Schumer weighs in on Tonawanda Coke shutdown

Short-term outlook for River Road plant after shutdown

Mike Baggerman
October 15, 2018 - 11:00 pm

Tonawanda Coke. October 15, 2018 (WBEN Photo/Mike Baggerman)


BUFFALO, N.Y. (WBEN) - Tonawanda Coke's shutdown process began on Sunday and is expected to continue this week. 

"Tonawanda Coke employed 100 people," Senator Chuck Schumer said about the plant in a visit to Buffalo. "We always care about jobs in Western New York, but they also sent all kinds of horrible stuff into the neighborhood." 

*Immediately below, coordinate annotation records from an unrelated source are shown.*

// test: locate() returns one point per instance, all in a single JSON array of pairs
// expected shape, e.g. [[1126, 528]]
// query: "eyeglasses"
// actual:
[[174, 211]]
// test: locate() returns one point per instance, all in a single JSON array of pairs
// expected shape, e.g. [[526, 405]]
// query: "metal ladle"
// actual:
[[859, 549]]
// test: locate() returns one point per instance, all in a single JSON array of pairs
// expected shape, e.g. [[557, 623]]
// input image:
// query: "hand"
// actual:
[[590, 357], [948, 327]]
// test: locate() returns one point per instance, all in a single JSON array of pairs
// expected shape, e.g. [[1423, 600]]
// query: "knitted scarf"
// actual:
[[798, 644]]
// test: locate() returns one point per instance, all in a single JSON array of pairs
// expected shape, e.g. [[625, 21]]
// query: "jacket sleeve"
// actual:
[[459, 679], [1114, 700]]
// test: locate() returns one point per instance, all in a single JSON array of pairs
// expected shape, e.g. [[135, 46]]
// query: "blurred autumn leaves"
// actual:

Schumer said he was first approached by residents about the Tonawanda Coke controversy about five years ago but said the company was "back doing bad things".

The 100 workers will reportedly get aid in finding new job placement courtesy of the Buffalo Career Center. Schumer said he'll do everything he can at the federal level to help those individuals without work.

Tonawanda Coke released a statement on Monday saying that they cannot continue operations due to the financial obligations of its criminal sentence, significant and unanticipated expenses, the loss of a funding source, and the multiple and coordinated enforcement actions by several government agencies. The company was unable to make its recent $2 million payment. 

"I will do everything I can to make sure that someone doesn't walk away with a lot of money before the people - the victims - are paid."

Tonawanda Coke called the information about the closure leaking out to the press "truly unfortunate" and said the confidentiality was necessary to ensure the safety of the plant's workers and the community.

The plant is expected to finish its shutdown by Tuesday. After that, the DEC and other agencies will stabilize the plant and ensure the proper closure of tanks and dispose of any hazardous materials. An investigation will identify contamination at the site and develop a cleanup plan. DEC officials do not know how much the cleanup costs will be but they said they will know after their investigation. 

The DEC also noted that they are not aware of any imminent threats to off-site areas, such as possible oil runoff into the Niagara River. 

After the plant finishes its operations, it will fully secure the site and prevent any access once it shuts its doors.